Detection mode isn't supposed to perform any change in the request/response.

If it was the line you mentioned it must be a rule with action DENY and that sets code to 201. My suggestion is you enable debugLogger to see what are the logs around the blocking and possibly work out a feature that @airween mentioned a couple of times where we enable a feature in http middleware to return the matched rule in the response.

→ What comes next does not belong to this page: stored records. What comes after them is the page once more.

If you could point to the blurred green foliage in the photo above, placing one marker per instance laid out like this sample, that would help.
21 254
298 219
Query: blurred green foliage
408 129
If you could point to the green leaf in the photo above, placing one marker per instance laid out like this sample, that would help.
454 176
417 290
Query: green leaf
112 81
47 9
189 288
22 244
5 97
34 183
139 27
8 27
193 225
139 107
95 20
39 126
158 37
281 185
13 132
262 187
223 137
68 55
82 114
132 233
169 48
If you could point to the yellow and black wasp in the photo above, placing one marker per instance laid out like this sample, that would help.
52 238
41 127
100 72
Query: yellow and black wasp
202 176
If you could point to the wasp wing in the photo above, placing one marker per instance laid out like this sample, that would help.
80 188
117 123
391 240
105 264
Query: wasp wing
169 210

Related to https://github.com/corazawaf/coraza/issues/711

[jcchavezs]

You can do something like

package main

import (
    "context"
    "fmt"
    "log"
    "net/http"
    "os"
    "strings"

    "github.com/corazawaf/coraza/v3"
    txhttp "github.com/corazawaf/coraza/v3/http"
    "github.com/corazawaf/coraza/v3/types"
)

type reqIDKey struct{}

func requestIDWrap(next http.Handler) http.Handler {
    return http.HandlerFunc(func(w http.ResponseWriter, req *http.Request) {
        requestID := req.Header.Get("X-Request-ID")
        if requestID == "" {
            next.ServeHTTP(w, req)
        }

        ctx := context.WithValue(req.Context(), reqIDKey{}, requestID)
        next.ServeHTTP(w, req.WithContext(ctx))
    })
}

func exampleHandler(w http.ResponseWriter, req *http.Request) {
    w.Header().Set("Content-Type", "text/plain")
    resBody := "Hello world, transaction not disrupted."

    if body := os.Getenv("RESPONSE_BODY"); body != "" {
        resBody = body
    }

    if h := os.Getenv("RESPONSE_HEADERS"); h != "" {
        key, val, _ := strings.Cut(h, ":")
        w.Header().Set(key, val)
    }

    // The server generates the response
    w.Write([]byte(resBody))
}

func main() {
    waf := createWAF()

    http.Handle("/", requestIDWrap(txhttp.WrapHandler(waf, http.HandlerFunc(exampleHandler))))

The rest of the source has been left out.